Carob is a 10 to 20 centimetre long flattened pod in the shape of a horn, with a leathery and shiny skin. They are green during ripening phase and dark brown in the summer months, until they become totally dark when they are completely ripened. On the surface it is a hard and compact fruit, whereas the internal pulp is fleshy and sugary. It contains dark and round seeds called “carats”, which was used in the past as a unit of measurement for gold. They are harvested between late August and early September, when the tree already bears the flowers of the next seasons fruits. Once the fruits have fallen to the ground, they are collected by hand in containers called “cannisscia” in Sicilian.
Carob has a taste similar to cocoa with hints of honey and caramel, so much so that in ancient times in Sicily it was considered the “poor persons chocolate”. The fruit can be eaten whole, it can be chewed on its own or toasted, or broken and boiled in a saucepan. The “carcao” is obtained from the toasted and powdered pulp, it is a flour that is used to prepare bread, pasta and desserts.
The carob is also called a “survival plant” thanks to its resistance to drought, and its cultivation has represented an important economic resource on the island for centuries. The tree, which majestically opens its branches in the centre of the fields, was an outdoor stable that would provide shade for 15 to 20 cows would rest under.

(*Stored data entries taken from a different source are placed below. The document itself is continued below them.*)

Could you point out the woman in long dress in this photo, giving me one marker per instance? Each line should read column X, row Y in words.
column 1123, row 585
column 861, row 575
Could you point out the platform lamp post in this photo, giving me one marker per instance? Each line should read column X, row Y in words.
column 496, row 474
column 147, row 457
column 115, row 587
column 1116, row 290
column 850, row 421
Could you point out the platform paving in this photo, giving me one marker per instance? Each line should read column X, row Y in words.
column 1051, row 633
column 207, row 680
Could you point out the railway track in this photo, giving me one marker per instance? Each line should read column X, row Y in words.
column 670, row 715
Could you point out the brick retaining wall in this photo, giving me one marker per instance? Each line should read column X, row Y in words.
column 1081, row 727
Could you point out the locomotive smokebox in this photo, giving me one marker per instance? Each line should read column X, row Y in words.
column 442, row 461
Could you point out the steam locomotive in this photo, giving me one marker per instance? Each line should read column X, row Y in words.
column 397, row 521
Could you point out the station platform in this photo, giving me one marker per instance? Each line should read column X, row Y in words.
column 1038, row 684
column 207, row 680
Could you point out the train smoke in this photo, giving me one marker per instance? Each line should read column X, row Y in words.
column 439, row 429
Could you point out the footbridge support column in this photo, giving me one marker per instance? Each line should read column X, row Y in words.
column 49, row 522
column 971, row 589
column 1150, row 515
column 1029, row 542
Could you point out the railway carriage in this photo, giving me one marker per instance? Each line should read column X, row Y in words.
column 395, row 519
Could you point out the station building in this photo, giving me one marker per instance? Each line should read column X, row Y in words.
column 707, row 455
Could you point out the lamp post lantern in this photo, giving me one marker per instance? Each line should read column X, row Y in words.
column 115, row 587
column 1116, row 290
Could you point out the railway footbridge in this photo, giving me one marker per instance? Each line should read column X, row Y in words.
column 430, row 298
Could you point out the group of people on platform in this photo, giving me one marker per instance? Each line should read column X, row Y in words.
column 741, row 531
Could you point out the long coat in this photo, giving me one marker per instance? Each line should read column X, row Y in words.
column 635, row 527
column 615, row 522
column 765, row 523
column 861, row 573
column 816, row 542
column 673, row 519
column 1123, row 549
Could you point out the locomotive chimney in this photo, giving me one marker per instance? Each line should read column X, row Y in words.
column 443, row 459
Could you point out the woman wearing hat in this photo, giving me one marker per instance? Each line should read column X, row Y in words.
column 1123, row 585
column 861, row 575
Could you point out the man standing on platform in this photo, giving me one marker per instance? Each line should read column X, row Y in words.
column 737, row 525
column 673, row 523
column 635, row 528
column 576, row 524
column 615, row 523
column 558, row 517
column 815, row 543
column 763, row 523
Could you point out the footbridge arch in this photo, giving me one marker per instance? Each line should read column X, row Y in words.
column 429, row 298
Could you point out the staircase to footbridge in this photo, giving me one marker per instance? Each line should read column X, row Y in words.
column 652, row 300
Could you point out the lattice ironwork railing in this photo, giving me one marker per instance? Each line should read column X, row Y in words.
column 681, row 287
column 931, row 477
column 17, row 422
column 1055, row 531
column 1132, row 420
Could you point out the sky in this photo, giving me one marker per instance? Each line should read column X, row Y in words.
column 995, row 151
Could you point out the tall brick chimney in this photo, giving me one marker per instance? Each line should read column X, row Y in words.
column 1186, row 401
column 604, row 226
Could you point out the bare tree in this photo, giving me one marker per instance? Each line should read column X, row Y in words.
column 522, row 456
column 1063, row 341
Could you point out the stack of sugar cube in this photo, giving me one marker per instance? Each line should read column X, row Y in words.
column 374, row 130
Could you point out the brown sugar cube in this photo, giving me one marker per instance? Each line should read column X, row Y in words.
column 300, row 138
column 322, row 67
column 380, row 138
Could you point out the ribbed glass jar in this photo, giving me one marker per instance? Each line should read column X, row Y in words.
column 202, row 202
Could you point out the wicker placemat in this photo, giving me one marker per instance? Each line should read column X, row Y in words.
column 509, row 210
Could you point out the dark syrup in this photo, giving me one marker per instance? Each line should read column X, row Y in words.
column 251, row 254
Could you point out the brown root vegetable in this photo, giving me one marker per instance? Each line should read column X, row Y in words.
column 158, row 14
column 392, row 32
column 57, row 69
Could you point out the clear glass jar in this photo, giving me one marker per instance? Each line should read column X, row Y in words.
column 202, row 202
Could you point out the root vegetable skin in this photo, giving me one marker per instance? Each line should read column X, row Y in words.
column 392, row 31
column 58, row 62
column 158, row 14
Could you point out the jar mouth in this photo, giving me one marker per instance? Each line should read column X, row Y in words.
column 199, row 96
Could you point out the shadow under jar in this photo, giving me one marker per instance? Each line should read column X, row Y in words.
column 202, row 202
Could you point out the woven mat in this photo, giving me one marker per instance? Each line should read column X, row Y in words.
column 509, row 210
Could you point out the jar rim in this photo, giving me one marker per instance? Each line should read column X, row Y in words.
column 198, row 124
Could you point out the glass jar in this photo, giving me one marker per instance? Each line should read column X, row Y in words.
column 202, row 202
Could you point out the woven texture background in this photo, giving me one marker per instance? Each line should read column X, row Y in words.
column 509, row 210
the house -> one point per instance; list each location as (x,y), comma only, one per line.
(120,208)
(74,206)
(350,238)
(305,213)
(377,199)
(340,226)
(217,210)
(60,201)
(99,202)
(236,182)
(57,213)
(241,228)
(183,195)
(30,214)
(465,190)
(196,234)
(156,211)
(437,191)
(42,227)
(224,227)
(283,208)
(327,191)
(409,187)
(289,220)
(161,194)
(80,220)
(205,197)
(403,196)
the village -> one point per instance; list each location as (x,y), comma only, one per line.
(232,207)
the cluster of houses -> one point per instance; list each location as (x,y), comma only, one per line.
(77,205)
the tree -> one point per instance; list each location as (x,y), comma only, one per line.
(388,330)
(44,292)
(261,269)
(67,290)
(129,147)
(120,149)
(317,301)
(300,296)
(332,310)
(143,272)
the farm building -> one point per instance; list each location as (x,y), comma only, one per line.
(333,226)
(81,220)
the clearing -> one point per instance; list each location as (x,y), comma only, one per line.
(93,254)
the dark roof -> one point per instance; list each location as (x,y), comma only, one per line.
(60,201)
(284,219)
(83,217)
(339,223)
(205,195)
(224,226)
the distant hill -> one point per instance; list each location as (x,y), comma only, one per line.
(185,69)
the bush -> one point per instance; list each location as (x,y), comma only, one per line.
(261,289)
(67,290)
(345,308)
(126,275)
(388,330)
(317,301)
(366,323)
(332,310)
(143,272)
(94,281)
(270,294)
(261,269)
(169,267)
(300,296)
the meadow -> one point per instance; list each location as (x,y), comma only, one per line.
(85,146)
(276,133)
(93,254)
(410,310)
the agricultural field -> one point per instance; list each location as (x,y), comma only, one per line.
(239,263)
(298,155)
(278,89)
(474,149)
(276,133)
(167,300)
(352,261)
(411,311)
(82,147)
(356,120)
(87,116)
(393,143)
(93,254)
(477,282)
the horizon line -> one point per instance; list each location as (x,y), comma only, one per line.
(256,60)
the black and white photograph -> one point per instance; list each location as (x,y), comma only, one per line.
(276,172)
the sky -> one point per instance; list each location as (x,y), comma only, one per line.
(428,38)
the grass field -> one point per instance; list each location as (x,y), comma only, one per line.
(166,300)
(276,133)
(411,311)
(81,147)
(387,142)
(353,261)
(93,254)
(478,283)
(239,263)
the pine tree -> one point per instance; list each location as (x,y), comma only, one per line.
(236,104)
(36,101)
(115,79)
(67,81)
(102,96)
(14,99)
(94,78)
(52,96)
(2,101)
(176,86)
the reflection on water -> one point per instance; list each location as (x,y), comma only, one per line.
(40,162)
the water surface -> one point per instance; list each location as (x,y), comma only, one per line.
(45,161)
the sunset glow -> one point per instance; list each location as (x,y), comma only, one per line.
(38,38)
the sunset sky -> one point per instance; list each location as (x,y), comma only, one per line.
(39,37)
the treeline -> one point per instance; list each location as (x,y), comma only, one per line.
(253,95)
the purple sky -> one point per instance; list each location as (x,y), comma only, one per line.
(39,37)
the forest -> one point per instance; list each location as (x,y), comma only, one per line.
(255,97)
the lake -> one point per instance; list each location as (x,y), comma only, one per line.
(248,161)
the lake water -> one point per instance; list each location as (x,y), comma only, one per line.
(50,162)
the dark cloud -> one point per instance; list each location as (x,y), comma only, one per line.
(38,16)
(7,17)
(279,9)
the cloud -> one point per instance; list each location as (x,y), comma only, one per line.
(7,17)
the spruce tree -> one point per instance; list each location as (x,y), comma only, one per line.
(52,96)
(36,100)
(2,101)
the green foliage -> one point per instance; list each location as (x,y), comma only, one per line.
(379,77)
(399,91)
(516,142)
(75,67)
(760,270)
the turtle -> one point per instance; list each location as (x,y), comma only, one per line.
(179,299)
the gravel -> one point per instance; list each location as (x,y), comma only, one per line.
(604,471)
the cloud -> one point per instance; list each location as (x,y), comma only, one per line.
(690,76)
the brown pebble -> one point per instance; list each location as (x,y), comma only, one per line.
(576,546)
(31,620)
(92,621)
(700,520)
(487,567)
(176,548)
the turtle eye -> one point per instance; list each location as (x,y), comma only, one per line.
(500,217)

The majesty of the foliage, the fruits with many uses and the longevity of the tree, have given rise to many legends and beliefs about the plant. It is said that witches and fairies live under its branches, that a “truvatura” (a treasure) is hidden among its roots and that Judas Iscariot, after having betrayed Christ, hanged himself from a carob branch.
In the last twenty years, the demand for carob has gone from a product which was intended exclusively for animal feed and widespread culinary traditions to a sought-after product, thanks to local companies that have been able to work and to pass on the traditions related to the processing of carob.